3.2. Effectiveness of the PSTS Sensor and PSTH in Wearables

The effectiveness and sensitivity of the sensor and harvester were demonstrated by the recognition of tiny water droplets, footsteps by walking, and breathing detection, etc., which makes the PSTS suitable for power generation and self-powered sensors for health monitoring applications.

We further demonstrated the PSTS to recognize the footstep while walking or running, as shown in Figure 7. In this regard, we integrated a piezoelectric sensor into a shoe insole to observe the output voltage in an oscilloscope while applying pressure to the heel and toe. The fabricated PSTS produces a high output voltage up to ~13V during heel pressing, while it provides an output voltage ~6V during toe pressing, and the signal appears unsymmetrical in both cases. It is assumed to be correlated with the unequal force applied by the heel and toe, which indicates the heel pressure is about twice as high as that of the toe. This difference happened probably due to the unequal pressure and bending deformation that occurred at the PSTS surface during walking.

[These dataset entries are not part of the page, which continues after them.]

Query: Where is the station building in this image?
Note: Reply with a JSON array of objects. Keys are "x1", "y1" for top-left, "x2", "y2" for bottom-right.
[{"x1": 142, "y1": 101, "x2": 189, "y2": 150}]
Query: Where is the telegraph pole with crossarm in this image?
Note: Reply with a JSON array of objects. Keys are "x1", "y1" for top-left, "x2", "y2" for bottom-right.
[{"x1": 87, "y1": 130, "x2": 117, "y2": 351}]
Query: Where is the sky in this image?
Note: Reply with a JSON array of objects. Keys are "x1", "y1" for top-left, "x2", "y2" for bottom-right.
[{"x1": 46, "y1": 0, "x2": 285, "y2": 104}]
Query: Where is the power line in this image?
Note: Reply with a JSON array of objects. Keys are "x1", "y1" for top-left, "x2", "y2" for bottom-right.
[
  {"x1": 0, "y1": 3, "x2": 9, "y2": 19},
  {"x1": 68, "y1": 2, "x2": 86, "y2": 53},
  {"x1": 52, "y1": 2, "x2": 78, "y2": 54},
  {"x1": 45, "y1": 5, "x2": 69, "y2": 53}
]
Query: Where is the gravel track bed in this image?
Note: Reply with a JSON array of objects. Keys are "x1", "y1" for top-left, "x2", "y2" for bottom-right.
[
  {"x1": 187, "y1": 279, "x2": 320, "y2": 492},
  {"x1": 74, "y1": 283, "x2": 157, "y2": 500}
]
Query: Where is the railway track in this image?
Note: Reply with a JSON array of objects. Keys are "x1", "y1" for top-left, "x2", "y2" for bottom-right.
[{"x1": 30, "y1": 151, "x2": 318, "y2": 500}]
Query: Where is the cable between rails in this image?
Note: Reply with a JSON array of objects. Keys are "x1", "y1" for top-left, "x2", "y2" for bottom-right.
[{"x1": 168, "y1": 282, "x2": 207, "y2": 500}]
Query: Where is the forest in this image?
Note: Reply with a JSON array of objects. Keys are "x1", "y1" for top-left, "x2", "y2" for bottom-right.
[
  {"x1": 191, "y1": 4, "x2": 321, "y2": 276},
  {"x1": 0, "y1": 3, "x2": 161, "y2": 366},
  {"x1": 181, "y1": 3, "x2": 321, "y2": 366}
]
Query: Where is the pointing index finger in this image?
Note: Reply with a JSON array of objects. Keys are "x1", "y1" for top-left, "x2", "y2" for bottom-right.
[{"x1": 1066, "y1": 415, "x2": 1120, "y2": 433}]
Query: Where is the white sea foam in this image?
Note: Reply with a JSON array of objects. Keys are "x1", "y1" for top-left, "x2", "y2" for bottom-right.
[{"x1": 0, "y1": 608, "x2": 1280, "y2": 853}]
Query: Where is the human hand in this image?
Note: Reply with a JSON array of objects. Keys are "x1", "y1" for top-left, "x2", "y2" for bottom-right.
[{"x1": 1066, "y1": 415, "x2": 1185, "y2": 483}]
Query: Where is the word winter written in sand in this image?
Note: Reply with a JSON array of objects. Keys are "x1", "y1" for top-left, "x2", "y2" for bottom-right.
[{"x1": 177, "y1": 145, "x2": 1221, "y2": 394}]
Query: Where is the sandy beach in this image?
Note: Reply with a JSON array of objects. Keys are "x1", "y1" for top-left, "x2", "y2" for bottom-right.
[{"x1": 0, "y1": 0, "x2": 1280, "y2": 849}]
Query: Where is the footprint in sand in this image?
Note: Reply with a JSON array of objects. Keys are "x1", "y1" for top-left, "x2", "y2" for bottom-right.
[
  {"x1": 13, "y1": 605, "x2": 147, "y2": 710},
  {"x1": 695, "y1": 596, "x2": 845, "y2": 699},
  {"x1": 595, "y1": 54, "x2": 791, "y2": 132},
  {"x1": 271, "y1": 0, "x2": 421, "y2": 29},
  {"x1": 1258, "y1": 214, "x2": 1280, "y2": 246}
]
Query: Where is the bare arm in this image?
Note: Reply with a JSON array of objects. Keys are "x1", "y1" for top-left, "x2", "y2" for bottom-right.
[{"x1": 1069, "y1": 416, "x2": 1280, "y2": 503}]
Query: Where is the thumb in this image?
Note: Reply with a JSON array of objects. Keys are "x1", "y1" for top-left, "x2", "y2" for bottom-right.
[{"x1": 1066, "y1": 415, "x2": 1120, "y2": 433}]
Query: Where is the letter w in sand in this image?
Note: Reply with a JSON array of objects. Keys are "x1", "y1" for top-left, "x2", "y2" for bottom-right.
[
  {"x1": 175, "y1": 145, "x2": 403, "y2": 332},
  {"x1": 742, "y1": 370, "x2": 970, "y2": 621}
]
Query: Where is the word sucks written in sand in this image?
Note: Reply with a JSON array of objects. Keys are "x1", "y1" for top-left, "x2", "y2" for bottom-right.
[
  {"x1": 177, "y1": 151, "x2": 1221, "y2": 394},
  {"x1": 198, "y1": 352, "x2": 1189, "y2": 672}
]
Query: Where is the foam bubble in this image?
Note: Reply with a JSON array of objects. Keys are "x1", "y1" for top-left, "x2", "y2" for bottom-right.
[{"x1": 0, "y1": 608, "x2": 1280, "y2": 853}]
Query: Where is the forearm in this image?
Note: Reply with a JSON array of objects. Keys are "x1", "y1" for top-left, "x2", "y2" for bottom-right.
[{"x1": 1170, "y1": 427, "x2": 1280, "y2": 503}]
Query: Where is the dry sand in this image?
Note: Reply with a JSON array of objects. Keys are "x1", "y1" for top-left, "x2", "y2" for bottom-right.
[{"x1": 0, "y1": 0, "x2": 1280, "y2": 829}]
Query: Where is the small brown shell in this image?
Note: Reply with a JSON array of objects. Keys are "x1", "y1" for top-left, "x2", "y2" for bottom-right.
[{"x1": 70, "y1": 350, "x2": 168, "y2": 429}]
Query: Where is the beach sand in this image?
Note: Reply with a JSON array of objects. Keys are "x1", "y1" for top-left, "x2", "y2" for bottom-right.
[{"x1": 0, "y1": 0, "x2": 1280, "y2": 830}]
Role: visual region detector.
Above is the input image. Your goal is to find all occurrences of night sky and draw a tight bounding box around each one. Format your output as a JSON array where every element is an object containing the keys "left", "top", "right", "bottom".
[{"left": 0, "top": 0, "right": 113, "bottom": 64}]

As demonstrated in Figure 8 for both the sensor (PSTS) and harvester (PSTH), a touch sensor works well while the sensor is touched by hand (Supporting Video S1). In Figure 8c, the PSTS is integrated into wearable belt as a respiratory sensor and confirmed the effectiveness of the sensor at breathing recognition at different breathing conditions, namely, fast, slow, and deep breathing (Supporting Video S2). The PSTH harvester in Figure 8d,e proved that the device is able to lighten 32 LEDs and can operate electronics such as a calculator and timer with the energy stored in a capacitor by tapping the device for only 40 s by hand. The voltage accumulation of the capacitor can be observed on a multimeter while tapping the sensor by hand in Supporting Video S3. The sensitivity of the PSTS sensor, recognized by the voltage generation in the oscilloscope from water droplets, can be seen in Supporting Video S4. Thus, we can assume that raindrops can be utilised as a power-generating source on days when no sun is available to solar cells.

4. Conclusions

A flexible, bendable, and wearable piezoelectric smart textile has been developed successfully in this work. Both woven and embroidery electrodes can be useful for piezoelectric PVDF film integration to produce a piezoelectric-textile harvester and self-powered sensor device. The device, with an area of about 24 cm², is able to store energy up to 6 μW, generated a current of 2.36 μA, and had a 22.4 nC charge against a 1.5 MΩ resistive load applying a rectifier circuit. The sensor has responded well up to 5 Hz frequencies and could be utilized in multiple sensors sidewise or layer by layer, connected in series or in parallel to elevate the power-generation level. The self-powered sensor integrated into a wearable belt and shoe insole showed their effectiveness in breathing detection and footsteps recognition during gait analysis. The generator was able to lighten about up to 32 LED while vibrating it by hand for about 40 s. The effectiveness and sensitivity of the sensor was demonstrated by the recognition of a tiny water droplets of less than 50 mg weight, which makes the device suitable for power generation and as a self-powered sensor for health-monitoring applications.